As Kenya touts itself as Africa’s technology leader, the dearth of progressive crypto regulations is not only contradictory but also threatens the country’s fintech-driven growth. The fintech sector has been a key driver of Kenya’s economy, employing thousands and drawing major international investment.
However, whereas mobile money networks are well-regulated, the inverse holds for cryptocurrencies.
Without legislative certainty, crypto businesses operating in Kenya may seek more accommodating havens, taking their innovations and potential revenue returns with them. Furthermore, the regulatory gap leaves consumers and businesses at risk of exploitation and gives leeway for the thriving of other financial crimes such as money laundering.
Kenya could look to Nigeria and South Africa for regulatory balancing. Nigeria’s policy of mandating registration and compliance with national security legislation, for instance, has allowed the crypto industry to operate under the eye of the government, creating a more secure environment for investors.
South Africa’s policies prioritise consumer protection, tackling crypto frauds that have plagued the sector and soiled its name.
Kenya has done well in installing a sandbox model through the Capital Markets Authority (CMA), where builders have been able to test crypto-based products under the CMA’s supervision in the controlled environment, allowing them to better understand the market and tweak rules as needed. However, more can still be done.

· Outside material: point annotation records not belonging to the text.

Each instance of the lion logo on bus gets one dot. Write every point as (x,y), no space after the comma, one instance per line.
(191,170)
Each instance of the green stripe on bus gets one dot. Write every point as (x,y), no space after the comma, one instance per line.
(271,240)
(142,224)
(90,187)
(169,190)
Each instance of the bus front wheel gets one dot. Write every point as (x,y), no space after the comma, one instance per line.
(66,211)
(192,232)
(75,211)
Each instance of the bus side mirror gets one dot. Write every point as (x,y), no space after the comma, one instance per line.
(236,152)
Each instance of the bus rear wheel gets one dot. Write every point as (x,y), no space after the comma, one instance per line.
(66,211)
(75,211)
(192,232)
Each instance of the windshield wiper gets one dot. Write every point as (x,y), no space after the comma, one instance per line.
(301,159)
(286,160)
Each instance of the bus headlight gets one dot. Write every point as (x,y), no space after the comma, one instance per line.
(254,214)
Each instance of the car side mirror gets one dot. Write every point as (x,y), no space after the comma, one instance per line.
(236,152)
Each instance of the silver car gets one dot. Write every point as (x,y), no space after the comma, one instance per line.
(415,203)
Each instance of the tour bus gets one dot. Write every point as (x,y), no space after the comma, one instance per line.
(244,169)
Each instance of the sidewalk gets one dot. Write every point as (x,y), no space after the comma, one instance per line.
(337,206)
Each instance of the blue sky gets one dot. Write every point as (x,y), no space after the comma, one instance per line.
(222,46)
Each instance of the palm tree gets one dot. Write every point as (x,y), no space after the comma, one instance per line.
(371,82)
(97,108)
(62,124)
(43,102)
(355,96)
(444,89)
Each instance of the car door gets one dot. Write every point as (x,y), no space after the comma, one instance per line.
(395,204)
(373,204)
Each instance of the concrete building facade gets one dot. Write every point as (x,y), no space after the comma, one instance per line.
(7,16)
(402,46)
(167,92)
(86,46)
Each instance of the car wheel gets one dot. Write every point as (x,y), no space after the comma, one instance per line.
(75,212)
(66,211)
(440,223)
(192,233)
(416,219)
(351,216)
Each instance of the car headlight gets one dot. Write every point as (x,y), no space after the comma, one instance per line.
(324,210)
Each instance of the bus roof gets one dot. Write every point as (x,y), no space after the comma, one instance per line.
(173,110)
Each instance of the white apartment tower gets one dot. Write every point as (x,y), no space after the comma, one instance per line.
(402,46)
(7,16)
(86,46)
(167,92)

Kenya stands at a crossroads, with digital finance demanding a thoughtful and forward-looking response. Ignoring this reality would mean missing out on a powerful tool for financial inclusion, innovation, and economic growth.
As crypto technology reshapes markets and redefines access to wealth, Kenya has a unique chance to be proactive, not reactive. The world is watching, and so are the millions of Kenyans ready to take part in a decentralised digital economy that offers options beyond the traditional banking system.